Octo Flow
- GitHub: https://github.com/writeonlycode/octo-flow
- Crates.io: https://crates.io/crates/octo-flow
Octo Flow is a high-performance command-line tool written in Rust for processing large streams of GitHub event data.
The Problem
GitHub Archive datasets are published as compressed NDJSON files, often reaching gigabytes in size. Processing this data efficiently is challenging:
- Loading the full dataset into memory is not feasible
- Traditional tools can be slow or memory-intensive
- Simple tools like
greplack structured JSON parsing
The Solution
Octo Flow processes NDJSON streams line-by-line, transforming raw event data into clean tabular output while maintaining a constant memory footprint.
It is designed for:
- data pipelines
- log processing
- analytics workflows
- ETL preprocessing
Example
curl https://data.gharchive.org/2026-03-11-15.json.gz \
| zcat \
| octo-flow --input - --event WatchEventExample Output
2489651057 2015-01-01T15:00:03Z SametSisartenep visionmedia/debug WatchEvent
2489651078 2015-01-01T15:00:05Z comcxx11 phpsysinfo/phpsysinfo WatchEvent
2489651080 2015-01-01T15:00:05Z Soufien wasabeef/awesome-android-libraries WatchEventArchitecture
The tool uses a streaming pipeline:
input stream
↓
BufReader
↓
line iterator
↓
serde_json parser
↓
event filter
↓
TSV output
This design allows multi-gigabyte datasets to be processed using only a few megabytes of memory.
Technical Highlights
- Streaming JSON parsing with Serde
- Zero-copy deserialization using
&str - Buffered I/O with
BufReader - Iterator-based processing
- Structured error handling with
thiserror - CLI integration tests using
assert_cmd
Performance
Benchmark on a ~9.5MB dataset (~65k events):
| Tool | Time |
|---|---|
| jq | 0.40s |
| octo-flow | 0.053s |
| grep | 0.001s |
While grep is faster, it does not perform structured parsing.

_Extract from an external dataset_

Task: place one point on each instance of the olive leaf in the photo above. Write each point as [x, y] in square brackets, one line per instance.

Octo Flow achieves near-native performance with full JSON awareness.
Outcome
Octo Flow demonstrates how to build efficient, streaming data pipelines in Rust, combining:
- predictable memory usage
- high throughput
- strong type safety
This approach is especially useful for systems that need to process large volumes of data reliably.